This seems like it shouldn't be hard, but I haven't had any luck with either guessing or searching. I'll admit I'm no Windows guru, so forgive me if the answer should be obvious.
I'm trying to get Windows to stop giving me security warnings when I open files or links from a DFS share. I already have a GPO in place which does this for a couple of other network shares:
Policies
Administrative Templates
Windows Components
Internet Explorer
Internet Control Panel
Security Page
Site to Zone Assignment List
Here, I've added host1.mydomain.org
and host2.mydomain.org
to zone 1 (intranet), and the network shares from these hosts are correctly treated as trusted intranet sites.
However, I now want to add \\mydomain.org\shares
to the intranet zone as well. Adding it just like that appears not to work (and on my client machine it appears in the list as file://*.mydomain.org
). Other things I've tried include *.mydomain.org
and explicitly listing the hosts where the DFS shares originate.
"Turn on automatic detection of the intranet" is also enabled, although I've never been clear on how that actually works.
Servers and DCs are 2008 R2 and clients are (mostly) 7 Pro.
Edit: The next day, it appears that the listing of mydomain.org
is in fact having the desired effect.
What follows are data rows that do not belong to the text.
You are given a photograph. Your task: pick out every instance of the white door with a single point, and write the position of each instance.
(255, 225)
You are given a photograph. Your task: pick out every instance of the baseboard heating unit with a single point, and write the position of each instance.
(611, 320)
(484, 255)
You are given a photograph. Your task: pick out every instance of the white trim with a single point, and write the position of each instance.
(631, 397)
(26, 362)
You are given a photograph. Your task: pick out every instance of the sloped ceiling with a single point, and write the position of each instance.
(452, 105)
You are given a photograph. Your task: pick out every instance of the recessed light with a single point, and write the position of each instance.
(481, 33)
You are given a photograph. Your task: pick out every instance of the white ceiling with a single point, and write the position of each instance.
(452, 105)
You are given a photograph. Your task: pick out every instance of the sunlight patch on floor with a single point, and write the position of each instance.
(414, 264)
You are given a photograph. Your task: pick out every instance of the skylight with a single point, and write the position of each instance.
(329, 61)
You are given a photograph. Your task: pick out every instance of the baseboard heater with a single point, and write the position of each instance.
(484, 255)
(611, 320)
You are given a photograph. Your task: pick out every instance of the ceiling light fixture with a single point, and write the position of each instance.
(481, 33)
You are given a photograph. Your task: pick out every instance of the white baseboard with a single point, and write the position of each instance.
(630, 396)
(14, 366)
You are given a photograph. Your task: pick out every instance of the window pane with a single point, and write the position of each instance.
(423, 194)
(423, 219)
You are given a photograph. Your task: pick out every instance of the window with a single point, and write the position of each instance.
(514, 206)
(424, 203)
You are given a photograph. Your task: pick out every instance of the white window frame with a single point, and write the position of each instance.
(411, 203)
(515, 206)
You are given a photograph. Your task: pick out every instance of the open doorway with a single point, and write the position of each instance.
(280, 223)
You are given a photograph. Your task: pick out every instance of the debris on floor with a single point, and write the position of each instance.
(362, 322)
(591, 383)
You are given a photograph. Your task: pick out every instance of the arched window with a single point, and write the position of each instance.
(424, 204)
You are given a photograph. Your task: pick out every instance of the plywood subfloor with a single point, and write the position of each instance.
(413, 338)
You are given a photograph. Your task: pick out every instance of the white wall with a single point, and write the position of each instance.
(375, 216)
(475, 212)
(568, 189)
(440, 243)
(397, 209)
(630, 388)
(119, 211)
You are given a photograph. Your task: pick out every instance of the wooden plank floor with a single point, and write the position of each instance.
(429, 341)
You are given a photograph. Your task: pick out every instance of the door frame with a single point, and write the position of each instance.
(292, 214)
I hadn't logged out and back in during testing; I just did a gpupdate /force
and confirmed that the GPO settings appeared in the Internet Options dialog. Is this a bug or just another arcane Windows thing that I don't quite understand?
When refreshing group policy it is usually necessary to log out and for some settings a restart (sometimes 2!) is necessary. I wouldn't call it arcane but it won't be obvious if you haven't documentation regarding group policy processing.
The shell (explorer.exe) is caching the policy. Simply restart the shell and many settings will start to be applied. There is no need to log out/back in for many scenarios.